Analysis of Judgment
The CoA Judgment aligns with the reasoning of the Supreme Court in Attorney General of Lagos State v. Eko Hotels Limited & Federal Board of Inland Revenue in 2017. The Supreme Court held in that case that the VAT Act had covered the field of consumption tax, so any similar tax such as sales tax would be invalid and result in double taxation. Another salient point is that the spate of States’ imposition of consumption tax on hotels, restaurants and event centres was a consequence of the Taxes and Levies (Approved List for Collection) Act (Amendment) Order 2015 (“Amendment Order”) which expanded the Schedule to the Taxes and Levies (Approved List for Collection) Act in 2015 to include ‘Hotel, Restaurant or Event Centre Consumption Tax’ as one of the taxes States could impose and collect. The FHC at the trial stage relied on this Amendment Order to uphold the validity of the Lagos State Hotel Occupancy and Restaurant Consumption Law and Regulations.

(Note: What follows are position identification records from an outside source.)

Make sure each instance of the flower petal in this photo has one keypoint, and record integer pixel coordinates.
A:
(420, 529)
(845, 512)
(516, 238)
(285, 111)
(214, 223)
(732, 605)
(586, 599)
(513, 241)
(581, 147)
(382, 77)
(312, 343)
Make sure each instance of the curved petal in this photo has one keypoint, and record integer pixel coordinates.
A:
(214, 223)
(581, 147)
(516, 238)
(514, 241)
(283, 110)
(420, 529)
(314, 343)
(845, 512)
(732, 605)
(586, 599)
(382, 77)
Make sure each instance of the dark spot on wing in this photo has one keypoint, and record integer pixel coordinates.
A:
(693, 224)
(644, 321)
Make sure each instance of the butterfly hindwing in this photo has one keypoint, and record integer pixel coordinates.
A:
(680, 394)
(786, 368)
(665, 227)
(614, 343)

However, the FHC in 2020 in the case of The Registered Trustees of Hotel Owners and Managers Association of Lagos v. Attorney General of the Federation and Minister of Finance held that the Amendment Order is unconstitutional, null and void. This Judgment is yet to be set aside. The implication is that the Consumption taxes imposed by States for goods and services consumed in hotels, restaurants and event centres are not supported by any valid law.
Thus, one may safely conclude that the CoA decision affirming the powers of the FIRS to collect VAT from the hospitality industry is in order.
A key canon of a good tax system is certainty. The continued legal tussles over consumption tax vis-a-viz VAT is not good for business as it introduces uncertainty. Related to this is the lingering battle between some State Governments and the FIRS on which party has the right to the VAT on goods and services consumed in States. These unresolved constitutional issues create undue complications and adversely impacts on the ease doing business in Nigeria.
The decision of the CoA is a welcome development because this resolves the conflicting decisions of the FHCs on the issue. Recently, the Ogun State Internal Revenue Service (“OGIRS”) had said that it would soon conduct audits of consumption tax dating back to six years. It is not clear whether OGIRS will continue with its plans given the CoA’s decision.
Dispensation of judgments should be accelerated for tax matters. The CoA judgment took about 3 years before it was issued. Lagos State may appeal this judgment to the Supreme Court, which would extend the uncertainty. Recall that the FHC Judgment did not stop the FIRS from sending notices to the business owners requesting for payment of VAT. Until the Supreme Court gives a final decision on this issue, LIRS may keep on requesting payment of consumption tax from the operators of the hospitality industry. It is advisable for operators to assess whether they need to charge their customers for consumption tax or make provisions against their own income due to the uncertainty. It is clear that the decision of the CoA would not be the end of this legal tussle.